But that’s just because, seeing a huge black dog racing between the front window and door, barking enthusiastically, they don’t notice the huge, happy smile and lolling tongue, the furiously wagging tail, and the excited tone of the bark: “Look, we have visitors!!!” People who actually come into the house immediately realize there’s nothing to fear except an enthusiastic licking.

Shiloh proved her lack of guard-dog chops once and for all when we were sleeping soundly and, at 2 a.m., there was a loud knocking on our (very isolated rural) door. Silence, half-asleep, was completely terrified, since in her groggy state it didn’t dawn on her that a murderer was unlikely to knock, however loudly, on the door. “BEN! What are you doing?!!” “I’m answering the door.” “NOOOO!!! Here! Take this pepper spray! Get the baseball bat!
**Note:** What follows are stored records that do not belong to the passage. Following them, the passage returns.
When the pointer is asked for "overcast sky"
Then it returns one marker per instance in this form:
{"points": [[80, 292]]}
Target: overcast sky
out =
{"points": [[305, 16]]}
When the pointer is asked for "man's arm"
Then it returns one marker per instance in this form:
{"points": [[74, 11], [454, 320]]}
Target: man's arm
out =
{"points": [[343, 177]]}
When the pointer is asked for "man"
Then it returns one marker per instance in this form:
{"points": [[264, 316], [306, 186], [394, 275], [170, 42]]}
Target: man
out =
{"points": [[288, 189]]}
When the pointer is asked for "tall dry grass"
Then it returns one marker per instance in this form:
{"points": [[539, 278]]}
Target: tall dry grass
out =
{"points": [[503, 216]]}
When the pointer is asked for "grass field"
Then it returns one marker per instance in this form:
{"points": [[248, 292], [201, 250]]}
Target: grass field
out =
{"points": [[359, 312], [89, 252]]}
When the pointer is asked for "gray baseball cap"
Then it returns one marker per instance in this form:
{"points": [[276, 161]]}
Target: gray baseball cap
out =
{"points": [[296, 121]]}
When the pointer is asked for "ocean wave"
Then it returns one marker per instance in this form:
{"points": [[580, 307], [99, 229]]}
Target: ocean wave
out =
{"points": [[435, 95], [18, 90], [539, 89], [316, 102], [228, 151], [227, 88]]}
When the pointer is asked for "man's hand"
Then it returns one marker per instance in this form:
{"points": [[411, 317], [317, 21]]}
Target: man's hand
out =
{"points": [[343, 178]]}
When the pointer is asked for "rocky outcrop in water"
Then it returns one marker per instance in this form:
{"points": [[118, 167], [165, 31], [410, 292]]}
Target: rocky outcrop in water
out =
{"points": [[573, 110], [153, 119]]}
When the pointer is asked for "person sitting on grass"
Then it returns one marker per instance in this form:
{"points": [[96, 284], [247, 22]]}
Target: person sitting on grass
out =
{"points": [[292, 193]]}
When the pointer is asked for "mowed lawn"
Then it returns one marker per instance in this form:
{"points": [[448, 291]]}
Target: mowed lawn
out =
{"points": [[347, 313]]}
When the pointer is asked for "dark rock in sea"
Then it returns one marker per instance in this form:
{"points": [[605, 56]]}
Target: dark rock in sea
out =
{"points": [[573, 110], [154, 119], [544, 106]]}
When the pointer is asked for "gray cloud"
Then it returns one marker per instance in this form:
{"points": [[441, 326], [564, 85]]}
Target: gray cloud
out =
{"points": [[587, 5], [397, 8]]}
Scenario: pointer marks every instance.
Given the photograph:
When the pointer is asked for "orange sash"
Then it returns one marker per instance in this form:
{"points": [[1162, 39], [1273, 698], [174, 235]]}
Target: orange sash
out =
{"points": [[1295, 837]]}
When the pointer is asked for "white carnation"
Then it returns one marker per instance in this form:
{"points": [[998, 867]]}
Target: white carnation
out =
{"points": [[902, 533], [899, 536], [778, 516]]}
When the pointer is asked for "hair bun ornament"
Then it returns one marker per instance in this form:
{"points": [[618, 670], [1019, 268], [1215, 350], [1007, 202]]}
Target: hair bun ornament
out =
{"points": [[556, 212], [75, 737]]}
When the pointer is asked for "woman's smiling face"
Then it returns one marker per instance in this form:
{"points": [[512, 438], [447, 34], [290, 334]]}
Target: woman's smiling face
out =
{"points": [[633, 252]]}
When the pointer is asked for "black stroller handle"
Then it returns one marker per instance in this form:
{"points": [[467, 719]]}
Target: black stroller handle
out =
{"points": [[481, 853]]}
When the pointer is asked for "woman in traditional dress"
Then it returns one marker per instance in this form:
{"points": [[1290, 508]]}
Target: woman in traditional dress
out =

Do you want ME to take the pepper spray?!!”

It turned out to be the fire police, informing everyone on our street that a garbage truck had crashed into a telephone pole down the road, breaking it and pulling over a connected pole across the street. (Mercifully, no one was hurt.) They wanted us to turn off our power so the repair crew could get to work safely.

So where was our fierce watch beast, normally up and barking loudly (if cheerfully) at every passerby—and every passing dog—during all this? Well, there was Silence cowering in terror on the bed. And there was Shiloh, having picked this up from Silence, cowering very quietly in the pitch-dark on her bed at the foot of our bed, doubtless thinking that no one would notice her way down there, blending into the darkness.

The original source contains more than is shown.